India is about to launch a mega project that has been in the works for over a century. The massive project aims to link rivers to supply water shortage in other areas of the country.
India To Address Water Shortage Using Massive Engineering Project
In India, major floods frequently occur in one area, as severe water shortages in another. Indians are frequently left longing for a means to even out the injustices-to transform the excess of one region into a remedy for the other-when these twin tragedies transpire.
Because the Himalayan glaciers and rains feed the Indo-Gangetic rivers, they are eternal. Nonetheless, because the Indian Peninsula's rivers are mostly supplied with rain by the southwest monsoon, they are not seasonal. As a result, the states on the peninsula experience droughts and the Indo-Gangetic lowlands experience floods.
Floods and droughts can be largely avoided if this extra water is transferred from the Plains to the Peninsula. Therefore, a fair distribution of river waters throughout India will result from the interconnection of rivers.
Over a century in the making, India is ready to embark on a massive engineering project that will link several of the subcontinent's rivers, combining the erratic flows of nearby watersheds to create a mega-water grid that stretches from the Himalayas to the Arabian Sea and the Bay of Bengal.
The National River Linking Project (NRLP), which links 37 rivers in India with a network of about 3000 storage dams, aims to move water from the water-excess basin to the water-deficient basin. This will create an enormous water grid over South Asia.
Under the NRLP, the National Water Development Agency of India would excavate 30 linkages that are expected to move 200 billion cubic meters of water annually around the nation. That is about twice as much water as the Fraser River in British Columbia receives each year. The objective is to support India's hydroelectric power generation while aiding in the irrigation of tens of millions of hectares of crops. Experts claim that the project, which is expected to cost US $168 billion, is "unique in its unrivaled grandiosity."
The project is currently in progress. Director general of India's water agency, Bhopal Singh, said the government has "awarded its top priority." The first link in the grid, which connects the Ken and Betwa Rivers in central India, has received approval from the government, and Singh predicts that the contract for building it will be issued soon.
National River Linking Project Concern
Sir Arthur Cotton, the Chief Engineer of the Madras Presidency, first proposed the notion of connecting rivers in 1919. In 1960, KL Rao, who was the State Minister for Energy and Irrigation at the time, resurrected the notion of connecting the Ganga and Cauvery rivers.

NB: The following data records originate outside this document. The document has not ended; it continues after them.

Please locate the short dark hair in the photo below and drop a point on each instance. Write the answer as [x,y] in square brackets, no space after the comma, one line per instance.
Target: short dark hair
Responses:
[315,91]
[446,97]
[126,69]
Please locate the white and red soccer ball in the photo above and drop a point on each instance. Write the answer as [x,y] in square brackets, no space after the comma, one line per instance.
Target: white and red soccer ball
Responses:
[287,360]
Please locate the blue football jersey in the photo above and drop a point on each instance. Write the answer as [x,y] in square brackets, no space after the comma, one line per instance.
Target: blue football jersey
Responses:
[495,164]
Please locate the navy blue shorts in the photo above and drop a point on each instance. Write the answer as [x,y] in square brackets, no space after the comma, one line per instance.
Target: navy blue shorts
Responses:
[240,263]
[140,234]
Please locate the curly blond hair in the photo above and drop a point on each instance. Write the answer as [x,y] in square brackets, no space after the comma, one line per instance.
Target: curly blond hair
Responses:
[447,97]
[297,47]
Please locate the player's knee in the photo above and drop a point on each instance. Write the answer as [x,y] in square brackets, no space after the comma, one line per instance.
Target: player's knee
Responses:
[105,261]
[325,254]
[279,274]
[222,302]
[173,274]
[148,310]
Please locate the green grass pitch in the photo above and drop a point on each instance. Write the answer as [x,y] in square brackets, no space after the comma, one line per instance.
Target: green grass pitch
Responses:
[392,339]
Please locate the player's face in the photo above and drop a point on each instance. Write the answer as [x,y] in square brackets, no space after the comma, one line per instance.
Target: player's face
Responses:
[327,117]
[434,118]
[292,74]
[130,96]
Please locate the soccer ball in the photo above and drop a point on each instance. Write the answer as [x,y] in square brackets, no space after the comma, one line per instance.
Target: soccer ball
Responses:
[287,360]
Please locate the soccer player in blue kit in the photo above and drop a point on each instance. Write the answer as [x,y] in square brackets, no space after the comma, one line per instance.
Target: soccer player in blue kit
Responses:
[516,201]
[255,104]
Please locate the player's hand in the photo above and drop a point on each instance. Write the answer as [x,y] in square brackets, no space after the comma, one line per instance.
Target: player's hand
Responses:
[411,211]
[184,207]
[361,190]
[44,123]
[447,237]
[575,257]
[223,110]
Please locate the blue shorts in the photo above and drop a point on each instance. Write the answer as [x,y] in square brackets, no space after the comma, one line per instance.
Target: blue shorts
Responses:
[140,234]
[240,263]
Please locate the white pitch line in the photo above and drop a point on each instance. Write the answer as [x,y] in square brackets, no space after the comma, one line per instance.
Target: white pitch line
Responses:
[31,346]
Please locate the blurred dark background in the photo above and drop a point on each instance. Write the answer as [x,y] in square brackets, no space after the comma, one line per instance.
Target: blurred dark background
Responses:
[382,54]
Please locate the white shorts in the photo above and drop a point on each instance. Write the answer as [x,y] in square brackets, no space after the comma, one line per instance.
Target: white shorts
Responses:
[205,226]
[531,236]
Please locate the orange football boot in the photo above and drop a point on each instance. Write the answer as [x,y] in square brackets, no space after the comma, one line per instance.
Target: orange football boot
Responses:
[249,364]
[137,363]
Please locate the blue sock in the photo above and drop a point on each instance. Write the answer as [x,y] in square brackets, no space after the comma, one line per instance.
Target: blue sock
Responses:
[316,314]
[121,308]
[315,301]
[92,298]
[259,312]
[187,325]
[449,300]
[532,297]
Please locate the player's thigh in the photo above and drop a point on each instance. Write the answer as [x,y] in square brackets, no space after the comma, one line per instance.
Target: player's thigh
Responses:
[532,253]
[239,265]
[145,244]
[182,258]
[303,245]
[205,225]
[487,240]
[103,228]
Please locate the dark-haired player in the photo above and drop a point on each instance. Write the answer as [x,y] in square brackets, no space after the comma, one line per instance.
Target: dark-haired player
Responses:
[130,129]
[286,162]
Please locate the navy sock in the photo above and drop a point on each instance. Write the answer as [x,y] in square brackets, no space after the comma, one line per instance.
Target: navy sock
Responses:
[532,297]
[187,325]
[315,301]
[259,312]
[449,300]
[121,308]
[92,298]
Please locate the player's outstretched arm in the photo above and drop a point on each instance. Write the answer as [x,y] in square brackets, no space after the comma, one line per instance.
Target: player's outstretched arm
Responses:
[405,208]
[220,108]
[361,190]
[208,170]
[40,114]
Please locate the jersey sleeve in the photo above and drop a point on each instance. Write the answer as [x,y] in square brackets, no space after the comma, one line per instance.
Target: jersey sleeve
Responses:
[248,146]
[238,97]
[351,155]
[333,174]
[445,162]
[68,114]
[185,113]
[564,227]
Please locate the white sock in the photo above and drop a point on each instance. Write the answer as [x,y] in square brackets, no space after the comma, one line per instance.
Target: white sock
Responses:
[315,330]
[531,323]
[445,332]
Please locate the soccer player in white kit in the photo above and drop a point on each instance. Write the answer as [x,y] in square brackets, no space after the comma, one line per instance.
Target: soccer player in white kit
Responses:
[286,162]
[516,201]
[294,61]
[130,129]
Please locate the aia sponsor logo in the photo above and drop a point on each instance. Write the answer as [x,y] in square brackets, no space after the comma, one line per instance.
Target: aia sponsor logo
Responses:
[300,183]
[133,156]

Similar projects have already been done in other countries worldwide. China has the South-to-North Water Diversion Project, while Sri Lanka diverts water from the Mahaweli Ganga river basin, and it helps a lot of people. Upali Amarasinghe, a data scientist with the International Water Management Institute in Sri Lanka, believed that a similar project in India could also have financial benefits.
However, specialists in water management and science are skeptical about the scheme's scientific foundation. They fear that the possible unforeseen effects of shifting so much water have not been sufficiently considered by the authorities. For example, a recent study indicates that the river interlinking project may impact India's monsoon season.
Tejasvi Chauhan, a water engineer and biosphere modeler at Germany's Max Planck Institute for Biogeochemistry and lead author of the study, said many assumed that river basins are independent systems, so one's output can be used to feed another. However, according to him, rivers are "part of a hydrological system," and changing one can lead to changes in another.